VAR Panchayat

Cyber Security is Critical

by VARINDIA 2017-04-14

National Security Policy, 2013 remains a statement and it should now be strengthened

Cybercrimes have evolved from the lone-wolf operations of a disgruntled wizkid to that of an organized group often motivated by significant financial gain and/or sponsored by nation‐states, criminal organizations or radical political groups. Today’s attacker fits the following profile: Has far more resources available to facilitate an attack; has greater technical depth and focus; is well funded; and is better organized.

Criminal organizations or rogue nation-states are working with a purpose as sophisticated adversaries who can do malicious things with the most seemingly innocuous bits of information. Today’s threats are more organized across multiple disciplines. In course of time, the attackers have evolved and become more sophisticated, so has security.

It does not take a holistic approach to various technical and legal aspects for compliance. With no dedicated cybersecurity laws in India, other policy documents of the government need to be connected and correlated, such as:

• National Security Policy as well as the right to privacy need to be clearly defined along with legal consequences for breach.

• IT Act, 2000 has become outdated with new and better techno-legal laws now being required.

• National Telecom Policy, 2012 and related pending policies for telecom security and encryption, e-mail and password are pending and a new legal framework needs to be produced.

• Many critical issues need to be addressed for infrastructure protection, viz. e-governance cybersecurity, e-commerce cybersecurity, cybersecurity of banks, cyber terrorism and cyber warfare.

• Security obligations of various stakeholders (such as banks, e-commerce companies, power utilities, government departments, etc) also need to be properly defined and implemented.

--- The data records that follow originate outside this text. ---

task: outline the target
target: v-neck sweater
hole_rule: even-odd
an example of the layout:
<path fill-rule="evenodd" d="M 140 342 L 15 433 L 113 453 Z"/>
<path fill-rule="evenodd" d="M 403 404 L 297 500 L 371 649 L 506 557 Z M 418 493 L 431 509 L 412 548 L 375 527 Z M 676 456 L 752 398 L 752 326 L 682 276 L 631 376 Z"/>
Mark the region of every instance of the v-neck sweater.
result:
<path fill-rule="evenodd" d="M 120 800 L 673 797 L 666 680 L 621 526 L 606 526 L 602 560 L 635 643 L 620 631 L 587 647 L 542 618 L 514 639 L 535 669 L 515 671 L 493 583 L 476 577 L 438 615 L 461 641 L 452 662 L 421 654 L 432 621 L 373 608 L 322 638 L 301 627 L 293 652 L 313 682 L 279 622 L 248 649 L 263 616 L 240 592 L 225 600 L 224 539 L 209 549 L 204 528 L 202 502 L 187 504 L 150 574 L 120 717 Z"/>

• A national security architecture that can assess the nature of cyber threats and respond to effectively is missing.

While no attempt has been made to implement the policy as defined in 2013, an attempt at defining a New Cyber Security Policy in 2015 failed miserably as it did not consider the above aspects and led to public furore where users were burdened with the responsibility to store all encrypted information for at least 90 days.

An overview of India’s cyberspace environment throws up the following two facts:

• India is an exporter of information on a net basis. Popularity of social media platforms and our failure to create similar platforms of our own locally has resulted in data of millions of Indians travelling on digital highways that lead to the West. Most such Internet gateways and related equipment deployed by Internet providers in India are untested despite originating from China.

• With over 500 million using the Internet today (and growing rapidly), using various devices from the cheapest to the most expensive – largely of Chinese origin which have not been checked for remote access, we are prone to large-scale hacking.

With these circumstances, where National Security Policy, 2013 remains a statement of principles and intent, it should now be strengthened with a doctrine defining an implementable national cyber strategy covering the following:

We have skilled IT workforce that is globally recognized. India should focus on harnessing such skilled manpower in a manner which creates a cadre of skilled cyber specialists with appropriate pay and benefits. Similar to the current cadre of IAS and trained tary personnel, a technically competent cadre of IP specialists should be created which attracts the best Indian talent through competitive evaluation.

Industry – both public and private sectors needs to be closely involved in adopting best practices for cybersecurity, particularly in infrastructure which services large swatches of our population such as oil & gas, telecom, banking, power, water, food supplies, etc. All the encryption work at any level should necessarily be linked to individual’s/institution’s digital footprint in a manner such that while it does not compromise the encryption security, at any stage, it provides a digital trail for forensics by the government.

We need to create a National Cyber Security Authority as a functioning secretariat with proficient permanent and semi-permanent staff that continuously develops skills in defensive and offensive cyber operations. All existing agencies of the government such as intelligence agencies, NTRO, etc should be part of its policy wing that provides latest threat assessments.

In view of the offensive cyber capabilities already being used against us by Pakistan and China, our need of the hour is not only to build defensive capabilities but also similar offensive capabilities designed to intrude, intercept and exploit digital networks as a cyber arsenal. This will function as deterrence with powers for its use resting with the PMO (as in the case of nuclear command) with parliamentary control. A legal framework should also be put in place to regulate use of such cyber capabilities on domestic networks under use of Indian citizens.